Beoordeling van het geschil
De commissie heeft het volgende overwogen.
Anders dan de ondernemer is de commissie van oordeel dat de commissie wel bevoegd is om haar oordeel uit te spreken over het onderhavige geschil. Het enkele feit dat de consument op basis van een overeenkomst met de ondernemer heeft verbleven op het park van de ondernemer, maakt dat dit verblijf in de breedste zin valt onder de reikwijdte van die overeenkomst.
Tevens is de commissie anders dan de ondernemer van oordeel dat de consument ontvankelijk is in zijn klacht. In dit kader verwijst de commissie naar de reactie van de ondernemer op de door de consument ingediende klacht.
‘U heeft bij ons tijdens uw verblijf op het park stormschade opgelopen aan uw auto. Deze schade heeft u direct bij onze receptie aangegeven. Wij hebben hiervan melding gemaakt bij onze afdeling gastenservice en uiteraard ook bij onze verzekeringsmaatschappij. Ik ga ervan uit dat uw verzekeraar contact zal opnemen met die van ons om deze vervelende zaak af te handelen.’
Gelet op deze mededeling mocht de consument er naar het oordeel van de commissie vanuit gaan dat zijn klacht (schriftelijk) was doorgeleid naar de gastenservice en dat daarmee was voldaan aan het gestelde in artikel 19 van de algemene voorwaarden van de ondernemer, temeer daar in voornoemde reactie was aangegeven dat de zaak ter afdoening in handen was gesteld van de verzekeraar van de ondernemer.
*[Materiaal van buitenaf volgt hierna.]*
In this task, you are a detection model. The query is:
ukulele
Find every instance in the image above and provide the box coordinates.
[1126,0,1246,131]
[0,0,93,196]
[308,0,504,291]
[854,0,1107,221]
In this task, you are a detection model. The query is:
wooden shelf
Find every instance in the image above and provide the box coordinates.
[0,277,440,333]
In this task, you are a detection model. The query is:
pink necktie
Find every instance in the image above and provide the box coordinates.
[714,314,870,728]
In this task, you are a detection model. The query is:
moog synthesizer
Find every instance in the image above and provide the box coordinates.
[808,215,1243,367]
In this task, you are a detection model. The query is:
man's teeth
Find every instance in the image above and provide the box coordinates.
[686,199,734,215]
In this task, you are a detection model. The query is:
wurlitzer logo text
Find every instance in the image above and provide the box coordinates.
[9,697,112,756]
De commissie ziet zich vervolgens gesteld voor de vraag of de ondernemer aansprakelijk kan worden gesteld voor de schade aan zijn auto, veroorzaakt door rondvliegend tuinmeubilair als gevolg van een nachtelijke storm. Voor de beantwoording van deze vraag is artikel 13, lid 3, van de RECRON-voorwaarden (vakantieverblijven) van belang.
‘De ondernemer is niet aansprakelijk voor gevolgen van extreme weersinvloeden of andere vormen van overmacht.’
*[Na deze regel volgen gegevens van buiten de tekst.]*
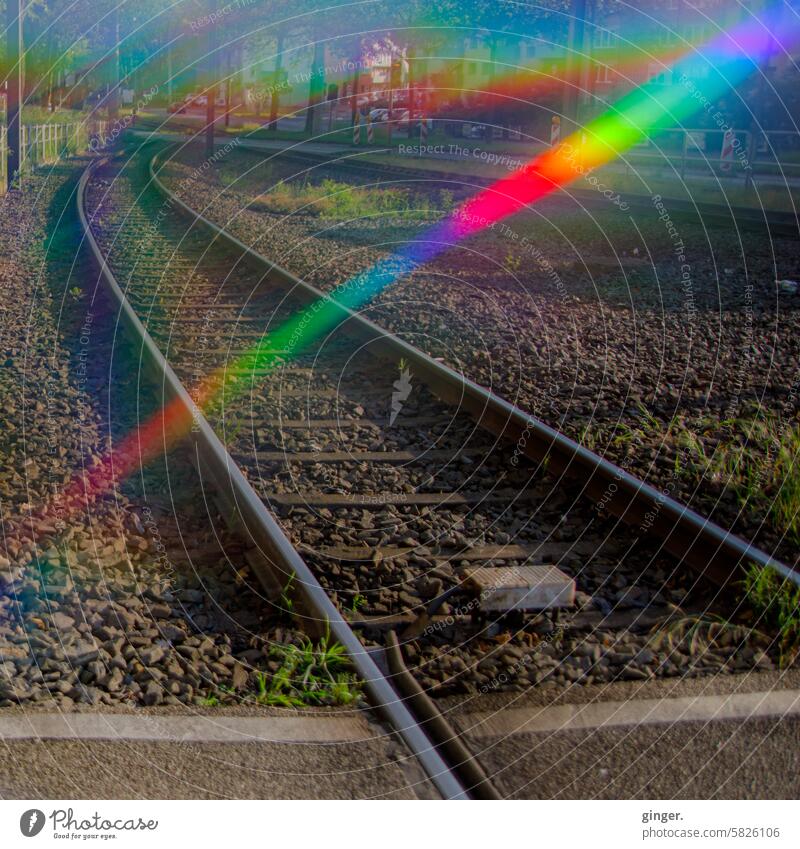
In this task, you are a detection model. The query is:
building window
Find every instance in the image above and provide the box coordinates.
[647,62,672,85]
[594,27,617,49]
[595,65,611,83]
De ondernemer heeft deze bepaling overigens opgenomen in artikel 18.1 van zijn algemene voorwaarden, zij het op een andere wijze geredigeerd.
‘De ondernemer aanvaardt geen aansprakelijkheid voor diefstal, verlies, of schade aan zaken dan wel personen, van welke aard ook, tijdens of ten gevolge van een verblijf op een van onze parken…’
Gelet op het voorgaande beantwoordt de commissie de hiervoor opgeworpen vraag ontkennend en zal zij de klacht ongegrond verklaren.
Derhalve wordt als volgt beslist.
Beslissing
De commissie verklaart de klacht ongegrond, zodat het door de consument verlangde wordt afgewezen.
Aldus beslist door de Geschillencommissie Recreatie, bestaande uit de heer mr. H.A. van Gameren, voorzitter, mevrouw J. Hagedoorn, mevrouw mr. J.M. Huysman- Hartkamp, leden, op 22 september 2022.